- 1. Overview
- 2. Etymology
- 3. Cultural Impact
Applying operations to whole sets of values simultaneously, often referred to as array programming , represents a paradigm shift in how we instruct computers. Instead of meticulously detailing operations on individual data points, array programming allows for the application of commands to entire collections of values at once. This approach is particularly prevalent and highly effective in the demanding realms of scientific computation and engineering, where vast datasets are the norm.

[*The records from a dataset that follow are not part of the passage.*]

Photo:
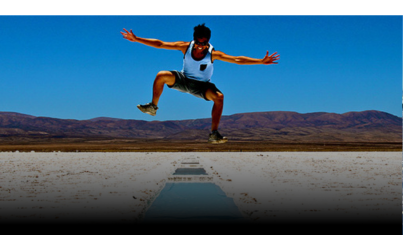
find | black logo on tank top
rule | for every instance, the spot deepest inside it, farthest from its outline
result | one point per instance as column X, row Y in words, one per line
column 203, row 67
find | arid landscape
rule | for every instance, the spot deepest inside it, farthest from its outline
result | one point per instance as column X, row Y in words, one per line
column 262, row 131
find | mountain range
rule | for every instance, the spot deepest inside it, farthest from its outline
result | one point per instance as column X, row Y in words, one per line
column 365, row 126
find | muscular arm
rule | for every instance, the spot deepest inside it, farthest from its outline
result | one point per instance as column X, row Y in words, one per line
column 181, row 46
column 218, row 55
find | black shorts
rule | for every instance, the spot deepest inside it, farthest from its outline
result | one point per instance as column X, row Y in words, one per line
column 194, row 87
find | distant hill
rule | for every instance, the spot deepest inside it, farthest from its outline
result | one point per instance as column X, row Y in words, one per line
column 366, row 126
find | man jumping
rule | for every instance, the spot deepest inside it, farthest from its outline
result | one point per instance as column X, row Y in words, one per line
column 197, row 71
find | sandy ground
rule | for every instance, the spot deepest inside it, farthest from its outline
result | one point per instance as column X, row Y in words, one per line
column 282, row 187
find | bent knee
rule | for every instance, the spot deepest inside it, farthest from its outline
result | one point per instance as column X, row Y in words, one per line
column 167, row 77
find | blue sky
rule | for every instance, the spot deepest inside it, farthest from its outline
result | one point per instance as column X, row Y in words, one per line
column 80, row 67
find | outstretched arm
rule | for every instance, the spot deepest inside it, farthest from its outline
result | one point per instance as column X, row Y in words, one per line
column 268, row 59
column 129, row 35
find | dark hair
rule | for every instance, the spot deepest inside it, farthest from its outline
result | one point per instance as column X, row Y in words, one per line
column 201, row 31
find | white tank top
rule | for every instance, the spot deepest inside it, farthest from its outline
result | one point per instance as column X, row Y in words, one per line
column 200, row 70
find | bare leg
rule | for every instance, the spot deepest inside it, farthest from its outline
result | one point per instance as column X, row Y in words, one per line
column 218, row 104
column 162, row 78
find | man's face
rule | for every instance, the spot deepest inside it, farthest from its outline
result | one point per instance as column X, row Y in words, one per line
column 201, row 44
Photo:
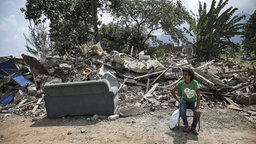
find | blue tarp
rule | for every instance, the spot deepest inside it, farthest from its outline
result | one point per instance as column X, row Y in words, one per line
column 21, row 80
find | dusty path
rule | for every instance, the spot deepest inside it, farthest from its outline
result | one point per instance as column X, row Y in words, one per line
column 218, row 126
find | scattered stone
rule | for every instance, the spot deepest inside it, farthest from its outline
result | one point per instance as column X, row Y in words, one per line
column 130, row 111
column 82, row 130
column 32, row 90
column 113, row 117
column 65, row 66
column 95, row 117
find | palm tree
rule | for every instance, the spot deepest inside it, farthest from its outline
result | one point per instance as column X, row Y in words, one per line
column 213, row 30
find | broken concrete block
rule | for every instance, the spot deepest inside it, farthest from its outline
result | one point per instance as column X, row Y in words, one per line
column 65, row 66
column 18, row 97
column 117, row 58
column 80, row 98
column 32, row 90
column 138, row 67
column 130, row 111
column 142, row 56
column 92, row 49
column 55, row 80
column 113, row 117
column 156, row 65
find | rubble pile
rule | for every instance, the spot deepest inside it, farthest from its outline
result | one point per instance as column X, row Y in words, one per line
column 145, row 81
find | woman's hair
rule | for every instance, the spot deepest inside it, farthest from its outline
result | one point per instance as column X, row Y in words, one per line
column 190, row 72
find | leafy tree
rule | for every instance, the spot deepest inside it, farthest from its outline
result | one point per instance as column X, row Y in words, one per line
column 114, row 37
column 250, row 34
column 72, row 22
column 214, row 29
column 38, row 43
column 141, row 18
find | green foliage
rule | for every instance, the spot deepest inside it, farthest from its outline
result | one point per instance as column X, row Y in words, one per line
column 113, row 37
column 72, row 22
column 213, row 30
column 159, row 52
column 38, row 43
column 141, row 18
column 250, row 34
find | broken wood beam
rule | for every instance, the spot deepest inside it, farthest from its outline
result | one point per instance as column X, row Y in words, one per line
column 122, row 84
column 170, row 85
column 147, row 75
column 238, row 71
column 147, row 85
column 160, row 75
column 151, row 90
column 206, row 64
column 211, row 84
column 151, row 100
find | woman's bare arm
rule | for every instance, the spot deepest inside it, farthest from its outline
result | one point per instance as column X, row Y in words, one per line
column 174, row 94
column 198, row 99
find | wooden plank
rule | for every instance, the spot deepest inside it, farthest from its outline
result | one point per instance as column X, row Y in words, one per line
column 172, row 84
column 147, row 85
column 238, row 71
column 231, row 102
column 147, row 75
column 151, row 90
column 234, row 107
column 203, row 78
column 122, row 84
column 160, row 75
column 206, row 64
column 37, row 104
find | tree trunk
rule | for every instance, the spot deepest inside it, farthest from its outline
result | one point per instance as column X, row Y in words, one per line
column 95, row 19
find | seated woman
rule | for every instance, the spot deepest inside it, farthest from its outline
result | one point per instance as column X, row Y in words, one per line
column 188, row 88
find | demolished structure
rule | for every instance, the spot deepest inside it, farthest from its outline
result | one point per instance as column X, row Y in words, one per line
column 66, row 85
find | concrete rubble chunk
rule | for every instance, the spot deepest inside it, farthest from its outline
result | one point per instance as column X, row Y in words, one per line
column 92, row 49
column 142, row 56
column 113, row 117
column 18, row 97
column 32, row 90
column 65, row 66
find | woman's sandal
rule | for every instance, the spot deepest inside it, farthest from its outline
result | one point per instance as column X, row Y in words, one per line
column 194, row 132
column 186, row 129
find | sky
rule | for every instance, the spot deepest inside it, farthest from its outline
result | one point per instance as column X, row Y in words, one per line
column 13, row 24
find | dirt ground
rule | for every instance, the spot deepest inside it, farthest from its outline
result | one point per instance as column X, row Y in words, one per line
column 217, row 126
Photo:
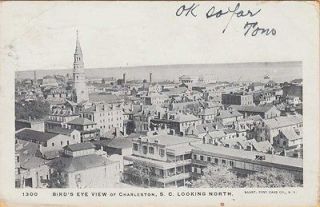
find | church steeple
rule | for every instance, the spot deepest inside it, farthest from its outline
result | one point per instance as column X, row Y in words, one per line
column 78, row 57
column 79, row 79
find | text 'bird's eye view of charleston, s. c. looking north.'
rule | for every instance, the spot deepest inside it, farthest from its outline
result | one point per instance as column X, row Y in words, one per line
column 232, row 125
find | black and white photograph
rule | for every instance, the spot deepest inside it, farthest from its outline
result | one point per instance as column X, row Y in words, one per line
column 156, row 99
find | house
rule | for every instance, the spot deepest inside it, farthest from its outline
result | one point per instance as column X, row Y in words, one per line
column 31, row 170
column 73, row 133
column 271, row 128
column 289, row 138
column 120, row 146
column 167, row 159
column 237, row 99
column 226, row 117
column 202, row 129
column 32, row 124
column 106, row 116
column 207, row 114
column 242, row 161
column 154, row 99
column 50, row 144
column 81, row 167
column 265, row 111
column 59, row 116
column 88, row 129
column 256, row 86
column 177, row 123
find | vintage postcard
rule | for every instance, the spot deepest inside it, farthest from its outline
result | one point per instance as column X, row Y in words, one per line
column 159, row 103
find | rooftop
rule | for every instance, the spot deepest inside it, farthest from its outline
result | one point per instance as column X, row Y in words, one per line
column 81, row 121
column 29, row 134
column 104, row 97
column 116, row 143
column 79, row 146
column 283, row 121
column 73, row 164
column 228, row 114
column 258, row 109
column 60, row 130
column 167, row 140
column 249, row 155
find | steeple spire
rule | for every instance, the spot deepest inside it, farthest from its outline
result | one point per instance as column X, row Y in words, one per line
column 78, row 47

Modern programming languages that embrace array programmingâsometimes also called vector or multidimensional languagesâhave been meticulously crafted to seamlessly extend operations designed for single values, known as scalars , to encompass entire vectors , matrices , and arrays of even higher dimensions. This elegant generalization means programmers can think and operate on data structures as cohesive units, rather than getting bogged down in the minutiae of element-by-element processing. Languages that exemplify this capability include venerable stalwarts like APL and J , the workhorse of scientific computing, Fortran , and the ubiquitous MATLAB , along with its open-source counterpart, GNU Octave . Other notable contenders in this space are Analytica , PL/I , the statistical powerhouse R , the concurrent extension Cilk Plus , the high-performance language Julia , the specialized Perl Data Language (PDL) , and the versatile Raku . Within these languages, an operation that manipulates entire arrays is termed a vectorized operation. [1] This designation is independent of whether the operation is actually executed on a dedicated vector processor , which is hardware optimized for such parallel computations. The beauty of array programming lies in its primitives, which offer a remarkably concise way to express complex data manipulation ideas. The level of concision can be astonishing; it’s not an exaggeration to say that a single line of array programming code can sometimes replace pages of code written in more verbose, object-oriented styles. [ example needed ]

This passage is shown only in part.